Recently, while I was browsing Twitter, this tweet “It’s not true that #marcmustdie; it’s the silly cataloguing rules that dictate incomplete & irrelevant metadata that need the chop” triggered a few thoughts that I’m sure have been brought up before, but I couldn’t help myself, so here goes.
We create silos in two ways: through content and carrier. Neither are sustainable the way they are now. Both require radical (maybe even heretical) rethinking with regard to our patrons and the larger world of (bibliographic) information on the web.
Because the cataloging rules that govern the library metadata content are so byzantine and in many cases unnecessarily complicated, we make it too hard and time-consuming to provide adequate metadata. It’s not that the rules exactly “dictate incomplete & irrelevant metadata”, but their application is often just too complex. After all, rules are not an end in themselves, but should enhance findability. And the fact that the carrier format (MARC) is so restricted to the library domain is another reason why we cut ourselves off from the larger technology / web community.

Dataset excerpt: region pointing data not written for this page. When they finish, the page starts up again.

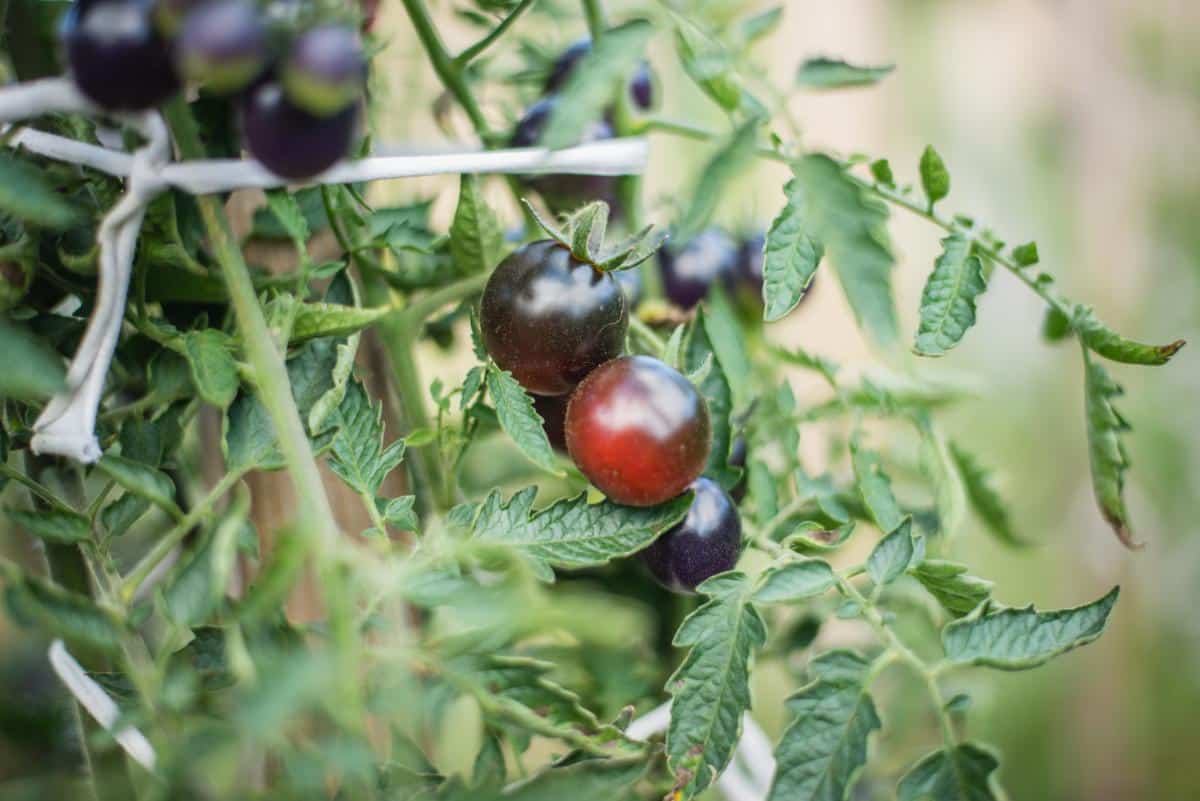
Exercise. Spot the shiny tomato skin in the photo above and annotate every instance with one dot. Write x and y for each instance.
(639, 431)
(705, 543)
(551, 319)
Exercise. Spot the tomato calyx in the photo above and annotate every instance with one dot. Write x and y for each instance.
(583, 233)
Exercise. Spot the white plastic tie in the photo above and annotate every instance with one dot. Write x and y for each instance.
(102, 708)
(749, 774)
(67, 425)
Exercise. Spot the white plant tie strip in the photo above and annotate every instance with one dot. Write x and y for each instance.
(67, 425)
(748, 775)
(97, 703)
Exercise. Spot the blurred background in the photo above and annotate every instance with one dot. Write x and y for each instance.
(1075, 122)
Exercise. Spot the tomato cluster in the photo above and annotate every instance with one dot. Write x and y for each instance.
(298, 88)
(711, 257)
(563, 192)
(633, 425)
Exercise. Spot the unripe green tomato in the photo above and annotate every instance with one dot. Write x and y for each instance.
(16, 277)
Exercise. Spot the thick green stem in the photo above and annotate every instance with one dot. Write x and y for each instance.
(315, 521)
(475, 49)
(444, 65)
(167, 542)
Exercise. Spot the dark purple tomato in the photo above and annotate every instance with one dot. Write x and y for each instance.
(641, 85)
(551, 319)
(552, 409)
(292, 143)
(564, 192)
(641, 88)
(117, 56)
(325, 70)
(639, 431)
(738, 459)
(222, 46)
(705, 543)
(689, 272)
(631, 283)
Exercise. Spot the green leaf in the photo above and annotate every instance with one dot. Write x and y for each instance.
(790, 257)
(313, 320)
(881, 170)
(961, 774)
(718, 395)
(726, 164)
(214, 369)
(358, 455)
(573, 533)
(268, 224)
(61, 527)
(852, 227)
(589, 89)
(892, 555)
(475, 238)
(521, 421)
(935, 179)
(593, 780)
(948, 301)
(123, 513)
(822, 752)
(289, 215)
(712, 687)
(54, 612)
(1104, 341)
(341, 290)
(958, 591)
(199, 583)
(1055, 325)
(757, 25)
(143, 481)
(711, 67)
(729, 345)
(1107, 452)
(1015, 639)
(25, 194)
(984, 499)
(875, 487)
(399, 512)
(835, 73)
(793, 582)
(249, 437)
(1026, 256)
(526, 681)
(33, 369)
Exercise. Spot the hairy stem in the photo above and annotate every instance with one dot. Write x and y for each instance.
(315, 516)
(448, 70)
(475, 49)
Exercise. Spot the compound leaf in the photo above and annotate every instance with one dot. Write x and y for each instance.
(1015, 639)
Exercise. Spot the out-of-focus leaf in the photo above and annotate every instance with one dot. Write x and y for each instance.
(835, 73)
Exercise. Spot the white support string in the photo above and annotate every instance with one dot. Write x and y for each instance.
(97, 703)
(749, 774)
(66, 427)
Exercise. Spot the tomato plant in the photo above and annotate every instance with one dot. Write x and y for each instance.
(259, 555)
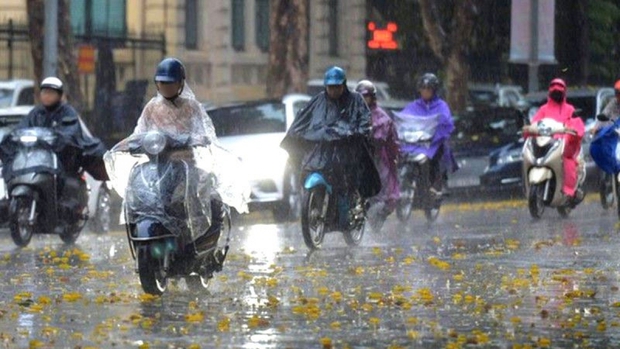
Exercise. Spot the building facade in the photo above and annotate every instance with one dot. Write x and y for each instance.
(224, 43)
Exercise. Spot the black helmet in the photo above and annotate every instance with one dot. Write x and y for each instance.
(170, 70)
(428, 80)
(53, 83)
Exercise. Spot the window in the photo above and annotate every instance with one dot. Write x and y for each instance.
(262, 25)
(238, 24)
(249, 119)
(101, 17)
(332, 23)
(191, 24)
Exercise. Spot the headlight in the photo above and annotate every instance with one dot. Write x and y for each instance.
(510, 157)
(154, 142)
(28, 140)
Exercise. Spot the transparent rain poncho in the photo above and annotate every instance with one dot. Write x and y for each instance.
(199, 171)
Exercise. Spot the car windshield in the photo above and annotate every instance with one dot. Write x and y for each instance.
(247, 119)
(483, 97)
(585, 106)
(6, 96)
(486, 128)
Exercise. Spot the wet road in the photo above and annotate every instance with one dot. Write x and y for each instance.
(484, 275)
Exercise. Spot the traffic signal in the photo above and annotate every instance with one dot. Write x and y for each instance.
(382, 38)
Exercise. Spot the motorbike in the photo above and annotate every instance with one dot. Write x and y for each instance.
(42, 198)
(326, 208)
(603, 149)
(415, 167)
(168, 210)
(543, 169)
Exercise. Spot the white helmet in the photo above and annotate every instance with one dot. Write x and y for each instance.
(365, 87)
(53, 83)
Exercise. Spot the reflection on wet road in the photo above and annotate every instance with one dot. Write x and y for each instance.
(484, 275)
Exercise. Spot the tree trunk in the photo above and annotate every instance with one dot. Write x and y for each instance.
(67, 59)
(67, 62)
(288, 47)
(451, 49)
(583, 41)
(36, 20)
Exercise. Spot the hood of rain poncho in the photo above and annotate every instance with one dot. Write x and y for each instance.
(327, 133)
(433, 117)
(184, 119)
(604, 148)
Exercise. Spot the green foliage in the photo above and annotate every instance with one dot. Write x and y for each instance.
(604, 32)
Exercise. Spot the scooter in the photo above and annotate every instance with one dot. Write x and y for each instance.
(169, 212)
(604, 151)
(43, 200)
(543, 170)
(415, 167)
(326, 209)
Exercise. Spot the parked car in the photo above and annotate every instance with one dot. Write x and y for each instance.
(14, 93)
(504, 169)
(496, 95)
(99, 202)
(253, 131)
(384, 99)
(477, 133)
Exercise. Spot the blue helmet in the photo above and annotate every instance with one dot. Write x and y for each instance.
(335, 76)
(170, 70)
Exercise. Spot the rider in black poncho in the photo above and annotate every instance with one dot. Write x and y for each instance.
(331, 135)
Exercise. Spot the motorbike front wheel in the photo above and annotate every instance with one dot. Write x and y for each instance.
(20, 225)
(313, 216)
(536, 200)
(151, 271)
(197, 283)
(606, 190)
(353, 236)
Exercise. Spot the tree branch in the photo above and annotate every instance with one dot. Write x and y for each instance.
(432, 28)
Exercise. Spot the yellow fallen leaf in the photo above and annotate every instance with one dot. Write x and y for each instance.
(544, 342)
(34, 344)
(71, 297)
(195, 317)
(224, 325)
(256, 321)
(326, 342)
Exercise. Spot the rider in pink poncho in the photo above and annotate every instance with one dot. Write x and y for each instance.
(558, 109)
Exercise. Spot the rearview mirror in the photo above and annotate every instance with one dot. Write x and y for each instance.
(602, 117)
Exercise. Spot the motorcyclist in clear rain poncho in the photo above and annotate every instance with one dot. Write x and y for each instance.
(215, 174)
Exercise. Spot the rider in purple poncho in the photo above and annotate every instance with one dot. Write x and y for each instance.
(433, 111)
(386, 151)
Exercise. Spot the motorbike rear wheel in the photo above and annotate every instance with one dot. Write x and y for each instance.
(21, 229)
(617, 194)
(313, 216)
(404, 207)
(564, 211)
(432, 213)
(153, 277)
(536, 201)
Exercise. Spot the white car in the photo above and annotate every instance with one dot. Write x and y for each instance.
(14, 93)
(384, 99)
(99, 205)
(253, 131)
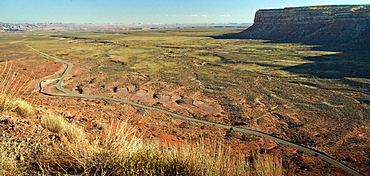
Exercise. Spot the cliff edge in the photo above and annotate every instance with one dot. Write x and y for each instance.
(339, 24)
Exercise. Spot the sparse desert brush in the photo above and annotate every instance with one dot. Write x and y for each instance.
(8, 164)
(11, 89)
(22, 107)
(57, 124)
(118, 151)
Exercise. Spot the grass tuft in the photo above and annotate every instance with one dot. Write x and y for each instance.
(57, 124)
(118, 151)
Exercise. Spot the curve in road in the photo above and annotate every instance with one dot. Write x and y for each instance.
(259, 133)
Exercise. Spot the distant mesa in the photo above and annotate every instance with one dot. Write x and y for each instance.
(347, 24)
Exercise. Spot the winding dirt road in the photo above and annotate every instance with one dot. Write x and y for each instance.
(319, 154)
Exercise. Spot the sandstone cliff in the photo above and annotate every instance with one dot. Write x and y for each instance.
(313, 24)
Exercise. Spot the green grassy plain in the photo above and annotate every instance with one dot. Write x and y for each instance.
(314, 97)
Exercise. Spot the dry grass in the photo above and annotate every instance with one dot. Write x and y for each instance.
(11, 89)
(118, 151)
(57, 124)
(8, 163)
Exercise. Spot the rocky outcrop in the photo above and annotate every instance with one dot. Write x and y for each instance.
(313, 24)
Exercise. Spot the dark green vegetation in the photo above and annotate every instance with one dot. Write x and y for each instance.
(314, 97)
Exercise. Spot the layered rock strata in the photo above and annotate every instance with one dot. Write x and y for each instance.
(315, 24)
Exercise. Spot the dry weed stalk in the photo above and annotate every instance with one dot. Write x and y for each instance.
(118, 151)
(11, 89)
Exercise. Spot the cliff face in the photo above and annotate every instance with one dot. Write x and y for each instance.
(314, 24)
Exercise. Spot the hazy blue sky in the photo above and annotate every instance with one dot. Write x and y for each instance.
(146, 11)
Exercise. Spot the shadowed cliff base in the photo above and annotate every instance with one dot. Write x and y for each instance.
(342, 29)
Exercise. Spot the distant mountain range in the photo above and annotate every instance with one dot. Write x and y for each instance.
(14, 27)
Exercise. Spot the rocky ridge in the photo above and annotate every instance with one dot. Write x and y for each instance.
(312, 24)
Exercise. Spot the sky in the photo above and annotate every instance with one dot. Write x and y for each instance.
(146, 11)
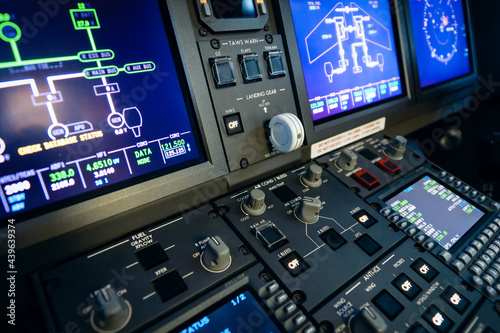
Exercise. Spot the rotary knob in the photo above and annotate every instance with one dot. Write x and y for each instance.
(217, 256)
(286, 132)
(308, 210)
(312, 178)
(255, 204)
(347, 160)
(367, 320)
(396, 148)
(111, 312)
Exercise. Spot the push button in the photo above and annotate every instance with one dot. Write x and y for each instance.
(233, 124)
(249, 65)
(437, 319)
(389, 166)
(365, 219)
(151, 256)
(406, 286)
(274, 61)
(169, 285)
(270, 236)
(223, 72)
(455, 300)
(388, 304)
(366, 179)
(207, 11)
(333, 239)
(426, 271)
(294, 264)
(367, 244)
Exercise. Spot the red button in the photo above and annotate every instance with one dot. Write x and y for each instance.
(366, 179)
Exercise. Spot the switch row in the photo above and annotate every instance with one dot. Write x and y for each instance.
(224, 73)
(285, 309)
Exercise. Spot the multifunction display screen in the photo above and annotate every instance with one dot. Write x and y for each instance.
(440, 37)
(241, 314)
(348, 54)
(229, 9)
(436, 210)
(89, 97)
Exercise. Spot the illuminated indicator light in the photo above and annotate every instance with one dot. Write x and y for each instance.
(84, 19)
(171, 153)
(407, 287)
(98, 72)
(294, 264)
(140, 67)
(88, 56)
(366, 179)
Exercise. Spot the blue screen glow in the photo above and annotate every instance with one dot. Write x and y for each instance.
(440, 37)
(348, 54)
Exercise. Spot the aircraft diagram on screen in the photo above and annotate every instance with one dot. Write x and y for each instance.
(84, 19)
(348, 29)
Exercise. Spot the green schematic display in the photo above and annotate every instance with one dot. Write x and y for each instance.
(90, 96)
(436, 210)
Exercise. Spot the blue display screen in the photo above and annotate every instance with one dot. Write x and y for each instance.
(440, 37)
(436, 210)
(89, 97)
(241, 314)
(348, 54)
(230, 9)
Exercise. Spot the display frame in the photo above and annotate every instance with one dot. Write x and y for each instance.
(433, 92)
(232, 24)
(226, 299)
(42, 224)
(363, 115)
(463, 238)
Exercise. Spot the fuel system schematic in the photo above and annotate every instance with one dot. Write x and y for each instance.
(84, 20)
(89, 97)
(348, 54)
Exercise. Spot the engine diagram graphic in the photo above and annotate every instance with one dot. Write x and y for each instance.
(349, 30)
(84, 20)
(441, 29)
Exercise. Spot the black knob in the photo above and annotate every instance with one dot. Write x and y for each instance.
(396, 148)
(308, 210)
(367, 320)
(255, 204)
(312, 178)
(347, 160)
(216, 256)
(111, 312)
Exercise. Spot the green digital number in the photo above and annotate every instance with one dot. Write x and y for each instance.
(98, 165)
(61, 175)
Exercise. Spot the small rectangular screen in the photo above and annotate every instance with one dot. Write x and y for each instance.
(90, 97)
(348, 54)
(440, 38)
(224, 9)
(436, 210)
(241, 314)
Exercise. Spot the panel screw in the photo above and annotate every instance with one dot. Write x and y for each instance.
(215, 43)
(244, 163)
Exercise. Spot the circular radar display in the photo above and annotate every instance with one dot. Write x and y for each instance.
(441, 29)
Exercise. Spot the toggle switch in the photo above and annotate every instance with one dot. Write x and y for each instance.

Other players in the bibliographic universe (Google Books, LibraryThing et al.) have such a hard time understanding our data because both content (rules) and carrier (data format) are mostly incomprehensible for people other than catalogers.
There are two possibilities to make our metadata more accessible: by conceiving rules that are easier to apply and by using a carrier that is understood outside the library community. At one point I had hoped that RDA radically simplifies and weeds through the rules, that it would be a kind of act of liberation. But it doesn’t appear to make a bold enough cut. What good are those most laudable efforts of creating RDA metadata vocabularies for 21st century technology when the rules are still difficult to grasp and follow?
If we remove these two stumbling blocks (which, as I’m well aware, constitute much of the identity of cataloging and catalogers) we’ll have made big steps towards opening up our bibliographic metadata and letting go of models that epitomize the past. Of course I realize that the paradigm shift and change in mentality and mindset seem unachievable, but a cataloger can dream, no?